A sugestão aceita durante a Reunião Geral Extraordinária desta manhã pressupõe que o banco emita ações comuns e preferenciais até o teto de R$ 8,81 bilhões. Cada ação será colocada no mercado por R$ 5,36, para subscrição privada.
A perspectiva dos gestores do BRB é que, com a emissão de ações, o patrimônio social do banco cresça dos atuais R$ 2,344 bilhões para, pelo menos, R$ 2,88 bilhões. Já o máximo previsto alcançaria R$ 11,16 bilhões.
Segundo o BRB, o aumento de capital tem como objetivo garantir níveis adequados de capitalização do banco; expandir a capacidade de expansão das operações da empresa e reforçar sua estrutura de capital, fortalecendo seus indicadores prudenciais e patrimoniais.
Para viabilizar a proposta, os acionistas autorizaram o Conselho de Administração do banco a adotar todas as providências necessárias ao aumento de capital.
Também foram aprovadas na assembleia as nomeações do atual presidente da instituição, Nelson Antônio de Souza, e de Joaquim Lima de Oliveira e de Sergio Iunes Brito para o Conselho de Administração.
Situação institucional delicada
Estabelecido em 1964, o BRB enfrenta um momento de instabilidade institucional inédito em sua trajetória.

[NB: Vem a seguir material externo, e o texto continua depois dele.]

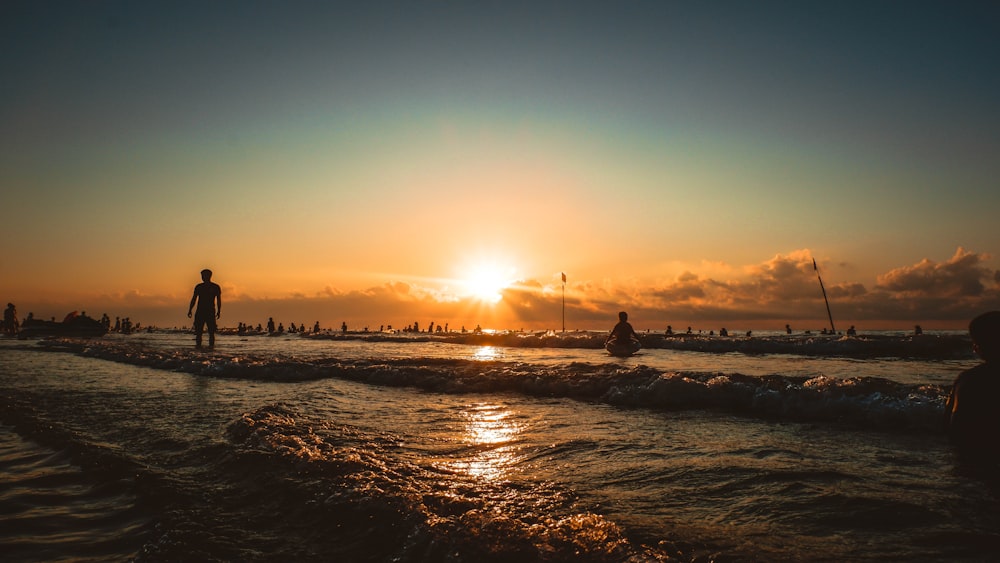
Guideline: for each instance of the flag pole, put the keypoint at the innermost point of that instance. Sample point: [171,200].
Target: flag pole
[823,289]
[564,301]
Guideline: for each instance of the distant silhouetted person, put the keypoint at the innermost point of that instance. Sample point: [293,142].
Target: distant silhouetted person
[972,408]
[208,296]
[623,331]
[10,323]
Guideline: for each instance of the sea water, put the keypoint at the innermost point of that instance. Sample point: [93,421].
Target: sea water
[486,448]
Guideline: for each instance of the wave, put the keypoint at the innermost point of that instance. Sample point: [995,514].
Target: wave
[924,346]
[870,402]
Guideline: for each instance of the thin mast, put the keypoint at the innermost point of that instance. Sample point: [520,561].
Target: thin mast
[823,289]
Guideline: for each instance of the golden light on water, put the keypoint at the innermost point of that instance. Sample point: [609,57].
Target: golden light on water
[491,430]
[487,353]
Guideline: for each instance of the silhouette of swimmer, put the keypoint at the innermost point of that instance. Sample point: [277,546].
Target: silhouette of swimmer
[623,331]
[972,410]
[208,295]
[10,323]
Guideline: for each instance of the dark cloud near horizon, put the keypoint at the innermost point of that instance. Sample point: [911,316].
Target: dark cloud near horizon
[782,289]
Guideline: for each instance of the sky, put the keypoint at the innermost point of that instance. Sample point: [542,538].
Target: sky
[384,163]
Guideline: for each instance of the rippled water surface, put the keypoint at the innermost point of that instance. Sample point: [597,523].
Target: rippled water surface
[143,447]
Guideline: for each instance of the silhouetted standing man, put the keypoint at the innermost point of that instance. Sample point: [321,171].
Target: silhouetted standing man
[207,295]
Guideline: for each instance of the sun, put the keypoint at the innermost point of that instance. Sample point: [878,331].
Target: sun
[486,282]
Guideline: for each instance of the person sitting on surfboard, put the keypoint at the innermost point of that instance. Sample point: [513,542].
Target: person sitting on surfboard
[973,418]
[623,331]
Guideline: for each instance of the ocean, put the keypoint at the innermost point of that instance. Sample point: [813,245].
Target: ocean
[495,447]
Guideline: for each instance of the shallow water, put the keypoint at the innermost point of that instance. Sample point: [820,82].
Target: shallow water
[288,448]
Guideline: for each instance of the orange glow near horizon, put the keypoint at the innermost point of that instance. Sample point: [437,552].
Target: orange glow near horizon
[485,281]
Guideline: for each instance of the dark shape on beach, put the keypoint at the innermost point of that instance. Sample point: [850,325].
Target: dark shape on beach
[208,296]
[10,324]
[74,324]
[622,341]
[973,421]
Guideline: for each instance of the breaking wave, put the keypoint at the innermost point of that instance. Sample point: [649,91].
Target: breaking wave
[873,402]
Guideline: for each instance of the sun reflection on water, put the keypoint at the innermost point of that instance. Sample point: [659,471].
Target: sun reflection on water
[491,430]
[487,353]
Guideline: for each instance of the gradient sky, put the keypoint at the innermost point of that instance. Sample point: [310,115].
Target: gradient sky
[360,161]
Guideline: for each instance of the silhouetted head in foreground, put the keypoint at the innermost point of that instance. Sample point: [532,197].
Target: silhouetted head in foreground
[985,333]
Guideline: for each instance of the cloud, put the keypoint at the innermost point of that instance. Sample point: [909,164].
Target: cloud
[781,289]
[960,276]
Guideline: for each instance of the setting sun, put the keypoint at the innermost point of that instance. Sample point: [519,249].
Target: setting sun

Ao dar início à primeira fase da Operação Compliance Zero, em novembro de 2025, a Polícia Federal revelou um esquema de fraudes financeiras, tornando público que o BRB sofreu um prejuízo bilionário ao adquirir créditos do Banco Master.
O controlador do Master, Daniel Vorcaro está encarcerado desde o início de março deste ano, e os desdobramentos da investigação resultaram no afastamento e na detenção do ex-presidente do BRB, Paulo Henrique Costa (PHC). O ex-dirigente é suspeito de envolvimento em delitos financeiros, corrupção, lavagem de dinheiro e organização criminosa.
Na segunda-feira (20), o BRB comunicou a assinatura de um memorando de entendimento com a empresa gestora de fundos de investimentos Quadra Capital para se desfazer de ativos adquiridos do Banco Master.
A gestora comprometeu-se a desembolsar, de imediato, entre R$ 3 bilhões e R$ 4 bilhões pelos créditos que o BRB comprou do Master, e mais R$ 11 bilhões ou R$ 12 bilhões, conforme os resultados obtidos na cobrança desses títulos.
A operação de cobrança dos créditos será realizada por um fundo de investimento para a gestão e monetização dos ativos, do qual o BRB e a Quadra terão ações. A negociação ainda precisa ser avaliada pelo Banco Central (BC).
“Obviamente, o fundo de investimento a ser estruturado terá que ter bom desempenho. A Quadra realizará os pagamentos das parcelas remanescentes somente se o fundo alcançar retorno. Ou seja, se ela conseguir receber, dos devedores, ao menos parte substancial dos créditos que o BRB adquiriu do Master”, afirmou o economista e docente da Universidade de Brasília, César Bergo, à Agência Brasil.
Com vasta experiência no setor financeiro, Bergo acredita que, se aprovado, o acordo entre BRB e Quadra pode “aliviar” a crise do banco público, mas não resolverá a situação.
“É um negócio que permite ao BRB recuperar um pouco, por aparelhos, mas serão necessárias outras ações. E, por isso, ele está solicitando [mais de R$ 6 bilhões] de empréstimo ao Fundo Garantidor de Créditos [FGC] e indicando a intenção de implementar uma gestão rigorosa, com uma possível alteração da estratégia de negócios”, concluiu Bergo.